Nun muß anerkannt werden, daß das Berufungsgericht sich von den vorstehend entwickelten Grundsätzen hat leiten lassen. Es hat nicht auf die individuellen Fähigkeiten und Gewohnheiten des Beklagten Bezug genommen, sondern nur auf die Anschauungen, die in dem Kreise von Gewerbetreibenden herrschend sind, denen der Beklagte angehört. Wenn danach das Berufungsgericht zu dem Ergebnis gelangt ist, daß dem Beklagten eine besonders schwere Verletzung der gebotenen Sorgfalt nicht zur Last gelegt werden kann, so ist das vom Rechtsstandpunkt aus, der hier allein in Betracht kommt, nicht zu beanstanden. Allerdings ist der Revision zuzugeben, daß der Beklagte, solange er seine Bierbrauerei betrieb, formell Kaufmann war. Aber diese formelle Eigenschaft kann, da es sich bei ihm um einen Gewerbetreibenden auf dem Lande handelte, der nicht im eigentlich kaufmännischen Handelsverkehr stand, nicht erheblich ins Gewicht fallen.
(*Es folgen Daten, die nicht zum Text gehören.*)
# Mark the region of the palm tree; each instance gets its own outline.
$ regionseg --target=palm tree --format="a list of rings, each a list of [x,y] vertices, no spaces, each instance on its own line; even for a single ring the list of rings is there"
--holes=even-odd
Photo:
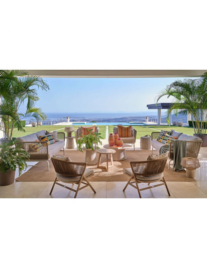
[[[190,114],[195,134],[206,135],[207,124],[207,73],[198,79],[177,80],[161,91],[157,98],[157,103],[163,96],[173,97],[172,105],[167,115],[173,110],[183,115]]]
[[[0,115],[6,139],[11,138],[14,127],[24,131],[20,123],[23,118],[30,116],[36,120],[46,119],[41,109],[34,107],[35,102],[39,100],[38,89],[49,89],[48,85],[39,76],[29,76],[22,70],[0,70]],[[19,109],[25,102],[26,112],[20,114]]]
Wenn die Revision betont hat, das Berufungsgericht stelle Gutgläubigkeit des Beklagten fest, das sei aber unzureichend, da es sich darum handle, ob die Gutgläubigkeit nicht auf grober Fahrlässigkeit beruhe, so ist dem entgegenzuhalten, daß das Berufungsgericht den Ausdruck Gutgläubigkeit offensichtlich in dem Sinne angewendet hat, in dem er in § 932 Abs. 2 BGB. verstanden ist; nach dieser Bestimmung ist guter Glaube nicht anzunehmen, wenn ihm eine grobe Fahrlässigkeit zugrunde liegt." ...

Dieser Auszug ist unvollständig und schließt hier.